Quality-of-life here is not defined by the ability buy iThings, flat-screens, and XBoxes, but affording decent education, health care, and a fair chance at upward social and economic mobility, regardless of where you come from.

1 comments

In spite of inequality increasing, relative mobility has remained the same and absolute mobility has increased. People consume more health care and education than ever before.

http://obs.rc.fas.harvard.edu/chetty/mobility_trends.pdf

Does this mean inequality is not a problem?

Mobility is far too complex a phenomenon to sum up with a single nationwide "rate". Here's an example that reflects on the role of race in metropolitan areas and commute zones on mobility:

http://economix.blogs.nytimes.com/2013/07/25/the-complex-sto...

The authors of the study you cite actually provided some input for that article.

Regarding education, the total "quantity" of education people are consuming seems like a meaningless metric. It says nothing about the distribution of high-quality educational opportunities to people on different ends of the income spectrum. The disparities in access to quality education in many cases are strongly correlated to the income distribution.

Measuring health outcomes is similarly more complex than the broad brush of "total health consumed" that you paint it with: http://www.nber.org/reporter/spring03/health.html http://www.ncbi.nlm.nih.gov/pmc/articles/PMC1088996/

Inequality went up, so did life expectancy. So by your criteria, we should probably not worry about inequality. What health outcome do you believe has decreased, as a result of inequality increasing?

https://www.google.com/publicdata/explore?ds=d5bncppjof8f9_&...

What data (if any) would be sufficient to convince you that inequality is not a problem?

You seem to be basing all your arguments on national averages. That data shows none of the variances in life expectancy depending on race, class, region, and income.

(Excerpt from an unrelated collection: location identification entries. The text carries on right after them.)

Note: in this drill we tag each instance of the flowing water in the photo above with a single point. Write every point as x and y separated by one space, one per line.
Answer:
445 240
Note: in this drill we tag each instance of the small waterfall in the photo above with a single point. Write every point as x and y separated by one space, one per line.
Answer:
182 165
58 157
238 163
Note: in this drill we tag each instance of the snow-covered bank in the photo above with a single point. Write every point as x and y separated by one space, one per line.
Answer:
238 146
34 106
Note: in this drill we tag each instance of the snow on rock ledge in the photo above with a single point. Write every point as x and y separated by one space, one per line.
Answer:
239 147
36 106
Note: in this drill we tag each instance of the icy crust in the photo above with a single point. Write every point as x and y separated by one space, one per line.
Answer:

Other measures of the social ills correlated with being very poor? In cities, if you are also black or hispanic , a high chance of death by violence. A relatedly high rate of incarceration, often for nonviolent crimes. High rates of children in the foster system.

Just because the averages nationwide are slowly ticking up over time, does not mean that there are not significant populations slipping backwards.

If you believe that life expectancy in some particular group has gone down in a manner correlated with inequality, post data showing it.

In cities, if you are also black or hispanic , a high chance of death by violence.

Do you believe that if the 1% had less money, poor blacks/hispanics would be less likely to kill other poor blacks/hispanics? If not, this is irrelevant.

I haven't double checked this, but I strongly suspect that even as inequality has risen in the US, the rate of poor blacks being murdered has gone down. (Reason: poor blacks being murdered is a big chunk of the murder rate, and murders and other crime have generally gone down.)

According to http://www.ahrq.gov

In general, poor populations have reduced access to high-quality care. While people with low incomes are more likely to be uninsured, income-related differences in quality of care that are independent of health insurance coverage have also been demonstrated (Brown, et al., 2003).

Also this metric has increased over the years:

People without a usual source of care who indicated a financial or insurance reason for not having a source of care.

You just moved the goalposts. Previously health outcomes was your target. Your source does not demonstrate that quality of care wentt down.

What data (if any) would convince you that inequality is not a problem?